YouTube script seems to be working very well

(copy of my original Reddit post here)

After a day and a half or so of running, the auto-populated list is at 122 hostnames and the number of ads I have see I can count on one hand. Only one since this morning and YouTube has been running all day.
You may well see ads appear, but if they are from a new googlevideo hostname, it will be added to the list when you run the script again. Mine is cron'd to run every few minutes and has been working well.

[original post]
A year and a half ago I made a post which showed how I was able to block, or at least reduce, ads on YouTube. Many people commented that they had decent, if mixed, results.

Quarantine time has my mind wandering a bit from my work and I though to revisit this. After poring over hundreds of megabytes of tcpdumps I found that name lookups are done on some of the googlevideo hostnames immediately before an ad ran. The returned IPs were often different than they were in earlier lookups.

So on a hunch I wrote this crap script this morning more as a "what if?" and have been running it all day. It seems to be working well; two hours of Peppa Pig as a test and no ads. (mind numbing...)

It's a very short script and up on Gitlab so others can mess around with it and see how it works for them. More of a proof-of-concept before I do anything further.

Running randoms scripts as root that some guy links to is not a good idea so only run it if you've examined it yourself and understand the risks.

What to do:

EDIT: see README.md for install/uninstall directions.

What it does:

  1. Checks for a file in your /etc/dnsmasq.d folder that will configure dnsmasq to add a new host file for use. Creates it if it does not exist.
  2. greps out any "-.googlevideo.com" hostnames from your Pi-hole logs.
  3. Adds the IP from $forceIP and the hostname from #2 in the new hosts file.
  4. Sorts it and removes dupes.

Should probably have it auto-update $forceIP and change the hosts file accordingly. May do that if people report back with good results.
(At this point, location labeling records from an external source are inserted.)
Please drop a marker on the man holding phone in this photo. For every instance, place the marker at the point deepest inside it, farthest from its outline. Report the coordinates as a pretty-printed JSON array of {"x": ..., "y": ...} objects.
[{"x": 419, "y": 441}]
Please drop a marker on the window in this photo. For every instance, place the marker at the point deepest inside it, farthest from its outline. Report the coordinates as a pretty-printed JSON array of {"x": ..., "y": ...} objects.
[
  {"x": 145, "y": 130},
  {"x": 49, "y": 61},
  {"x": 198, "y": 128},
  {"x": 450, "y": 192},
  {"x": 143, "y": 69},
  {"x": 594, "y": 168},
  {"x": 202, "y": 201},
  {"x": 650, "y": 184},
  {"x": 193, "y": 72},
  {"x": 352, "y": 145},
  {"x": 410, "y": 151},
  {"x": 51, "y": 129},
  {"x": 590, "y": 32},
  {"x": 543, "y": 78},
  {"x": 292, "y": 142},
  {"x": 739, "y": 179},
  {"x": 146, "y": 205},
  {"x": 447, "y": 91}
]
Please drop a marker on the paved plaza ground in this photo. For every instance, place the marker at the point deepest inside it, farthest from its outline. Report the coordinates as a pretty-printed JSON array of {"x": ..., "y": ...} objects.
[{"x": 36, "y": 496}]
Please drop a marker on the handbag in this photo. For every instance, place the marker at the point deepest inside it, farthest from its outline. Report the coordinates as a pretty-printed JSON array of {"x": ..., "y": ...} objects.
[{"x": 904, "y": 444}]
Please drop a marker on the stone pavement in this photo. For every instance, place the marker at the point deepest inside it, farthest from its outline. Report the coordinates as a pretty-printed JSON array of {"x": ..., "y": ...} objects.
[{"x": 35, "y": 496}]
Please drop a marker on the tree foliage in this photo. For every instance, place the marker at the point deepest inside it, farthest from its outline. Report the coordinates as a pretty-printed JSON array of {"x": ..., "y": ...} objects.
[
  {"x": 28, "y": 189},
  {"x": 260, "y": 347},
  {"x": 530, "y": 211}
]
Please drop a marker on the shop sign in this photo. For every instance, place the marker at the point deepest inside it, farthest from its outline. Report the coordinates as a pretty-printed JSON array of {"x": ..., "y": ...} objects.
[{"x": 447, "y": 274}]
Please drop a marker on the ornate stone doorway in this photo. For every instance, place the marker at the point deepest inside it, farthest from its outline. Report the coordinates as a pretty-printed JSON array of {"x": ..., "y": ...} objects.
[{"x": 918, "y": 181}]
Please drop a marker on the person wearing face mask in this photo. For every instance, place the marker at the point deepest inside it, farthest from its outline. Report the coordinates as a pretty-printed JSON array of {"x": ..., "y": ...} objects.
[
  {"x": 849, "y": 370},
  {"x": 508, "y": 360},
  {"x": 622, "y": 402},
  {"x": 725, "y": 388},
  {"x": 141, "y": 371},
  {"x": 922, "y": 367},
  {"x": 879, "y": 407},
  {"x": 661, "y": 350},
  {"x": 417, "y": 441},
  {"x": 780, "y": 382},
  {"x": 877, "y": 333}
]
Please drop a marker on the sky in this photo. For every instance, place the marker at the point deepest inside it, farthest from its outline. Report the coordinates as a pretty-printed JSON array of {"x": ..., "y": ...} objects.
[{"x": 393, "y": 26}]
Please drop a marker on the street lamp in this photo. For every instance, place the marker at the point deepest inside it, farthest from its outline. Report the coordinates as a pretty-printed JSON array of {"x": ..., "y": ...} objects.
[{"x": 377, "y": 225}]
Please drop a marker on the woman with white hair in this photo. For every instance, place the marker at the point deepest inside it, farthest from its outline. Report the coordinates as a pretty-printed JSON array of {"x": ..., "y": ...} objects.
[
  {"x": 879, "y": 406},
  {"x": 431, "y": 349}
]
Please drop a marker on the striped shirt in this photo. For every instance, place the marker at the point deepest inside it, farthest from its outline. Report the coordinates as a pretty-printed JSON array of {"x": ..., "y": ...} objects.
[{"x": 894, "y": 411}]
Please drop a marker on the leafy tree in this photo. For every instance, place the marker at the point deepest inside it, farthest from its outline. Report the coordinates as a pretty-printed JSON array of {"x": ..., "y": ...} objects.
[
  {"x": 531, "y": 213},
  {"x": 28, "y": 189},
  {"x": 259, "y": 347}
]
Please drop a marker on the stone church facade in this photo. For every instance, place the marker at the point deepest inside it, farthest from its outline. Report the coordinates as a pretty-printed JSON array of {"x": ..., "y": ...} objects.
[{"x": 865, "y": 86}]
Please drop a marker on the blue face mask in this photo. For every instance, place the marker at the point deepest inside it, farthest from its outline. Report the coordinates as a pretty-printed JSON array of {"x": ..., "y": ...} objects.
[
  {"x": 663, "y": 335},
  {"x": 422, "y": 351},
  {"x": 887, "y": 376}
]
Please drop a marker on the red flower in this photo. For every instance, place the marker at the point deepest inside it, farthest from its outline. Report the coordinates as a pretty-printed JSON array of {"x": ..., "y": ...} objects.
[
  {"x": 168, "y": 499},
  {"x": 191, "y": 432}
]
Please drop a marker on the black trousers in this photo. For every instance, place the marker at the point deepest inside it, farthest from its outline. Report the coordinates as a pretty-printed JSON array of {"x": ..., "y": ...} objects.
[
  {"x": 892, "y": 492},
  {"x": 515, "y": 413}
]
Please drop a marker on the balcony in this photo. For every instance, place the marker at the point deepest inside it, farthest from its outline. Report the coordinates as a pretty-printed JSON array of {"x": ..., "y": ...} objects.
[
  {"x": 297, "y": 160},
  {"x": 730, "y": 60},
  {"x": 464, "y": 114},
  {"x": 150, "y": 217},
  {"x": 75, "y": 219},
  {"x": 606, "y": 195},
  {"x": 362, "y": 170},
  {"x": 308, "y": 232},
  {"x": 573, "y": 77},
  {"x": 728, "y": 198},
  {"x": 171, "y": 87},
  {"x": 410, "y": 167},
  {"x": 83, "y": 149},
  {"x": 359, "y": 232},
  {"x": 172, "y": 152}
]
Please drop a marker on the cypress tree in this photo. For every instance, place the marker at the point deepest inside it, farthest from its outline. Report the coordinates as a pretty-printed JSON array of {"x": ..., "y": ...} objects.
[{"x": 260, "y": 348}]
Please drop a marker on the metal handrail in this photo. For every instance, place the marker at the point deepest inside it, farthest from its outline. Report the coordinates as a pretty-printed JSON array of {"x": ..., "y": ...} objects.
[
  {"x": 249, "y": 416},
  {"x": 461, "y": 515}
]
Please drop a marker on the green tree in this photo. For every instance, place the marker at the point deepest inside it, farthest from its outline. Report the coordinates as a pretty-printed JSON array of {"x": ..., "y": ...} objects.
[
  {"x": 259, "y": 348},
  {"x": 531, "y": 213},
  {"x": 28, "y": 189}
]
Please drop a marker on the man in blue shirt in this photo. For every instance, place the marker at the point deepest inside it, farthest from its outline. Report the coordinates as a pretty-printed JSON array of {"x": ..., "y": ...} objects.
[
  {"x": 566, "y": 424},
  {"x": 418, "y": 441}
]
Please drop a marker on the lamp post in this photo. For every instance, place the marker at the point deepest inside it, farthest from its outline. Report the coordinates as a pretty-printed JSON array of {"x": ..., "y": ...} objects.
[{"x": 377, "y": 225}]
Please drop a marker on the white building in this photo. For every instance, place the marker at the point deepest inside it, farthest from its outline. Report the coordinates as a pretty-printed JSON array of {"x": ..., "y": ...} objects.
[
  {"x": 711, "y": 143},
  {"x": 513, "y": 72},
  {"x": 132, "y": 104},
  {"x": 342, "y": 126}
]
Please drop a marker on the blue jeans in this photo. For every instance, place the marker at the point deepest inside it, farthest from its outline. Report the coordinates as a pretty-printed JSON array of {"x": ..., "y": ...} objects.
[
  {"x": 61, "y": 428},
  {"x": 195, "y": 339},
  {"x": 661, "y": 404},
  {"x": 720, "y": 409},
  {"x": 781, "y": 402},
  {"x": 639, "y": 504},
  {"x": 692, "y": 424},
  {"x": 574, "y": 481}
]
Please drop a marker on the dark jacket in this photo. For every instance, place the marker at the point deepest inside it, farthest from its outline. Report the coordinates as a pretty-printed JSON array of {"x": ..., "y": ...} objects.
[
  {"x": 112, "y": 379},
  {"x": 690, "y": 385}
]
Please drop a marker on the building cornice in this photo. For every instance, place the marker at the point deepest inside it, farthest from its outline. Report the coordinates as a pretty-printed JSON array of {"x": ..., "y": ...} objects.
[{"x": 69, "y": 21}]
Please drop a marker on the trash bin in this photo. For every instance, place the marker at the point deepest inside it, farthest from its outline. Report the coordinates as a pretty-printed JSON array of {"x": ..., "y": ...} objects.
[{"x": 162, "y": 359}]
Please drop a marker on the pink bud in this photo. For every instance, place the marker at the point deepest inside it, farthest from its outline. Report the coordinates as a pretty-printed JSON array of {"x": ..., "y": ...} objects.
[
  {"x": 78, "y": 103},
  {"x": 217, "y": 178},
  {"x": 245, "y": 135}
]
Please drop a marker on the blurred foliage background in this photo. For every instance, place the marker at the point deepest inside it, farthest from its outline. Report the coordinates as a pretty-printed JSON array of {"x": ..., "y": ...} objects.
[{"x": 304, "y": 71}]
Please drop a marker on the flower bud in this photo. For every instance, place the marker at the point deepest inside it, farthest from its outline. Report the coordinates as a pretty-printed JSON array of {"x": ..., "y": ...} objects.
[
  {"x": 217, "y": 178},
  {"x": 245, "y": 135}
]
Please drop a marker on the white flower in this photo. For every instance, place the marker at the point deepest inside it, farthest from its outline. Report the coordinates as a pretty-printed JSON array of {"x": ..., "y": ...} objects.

My Pi-hole uses the local hosts files in lookups. I don't recall if that is stock practice or something I added after-the-fact.

Again: Running randoms scripts as root that some guy links to is not a good idea so only run it if you've examined it yourself and understand the risks.

Good luck and please report back results.


9 Likes

Have you tested the behavior of portable devices (phones/tablets)?

What about appletv/roku/embedded players on tvs/consoles?

I've been looking into this specifically because of ads in the official YouTube apps on several AppleTV and iOS devices. iOS Safari doesn't get them with AdGuard.

What seems to be happening is the name lookup that appears immediately before an ad returns a new IP that seems primed to fire the ad as soon as the client hits it. I've gone over network dumps until my eyes were near bleeding and observed it first hand with YouTube streaming as I watched live traffic from an AppleTV. An in-video ad has always been preceded by one of these lookups.

When the new hostname is pulled from the logs, any future lookup gets the IP defined in the script. This means that sometimes an ad will slip through once per hostname when first resolved. Also it seems that each device seems to start on a similar "ad curve" where the frequency of ads starts near normal then drops to very close to zero.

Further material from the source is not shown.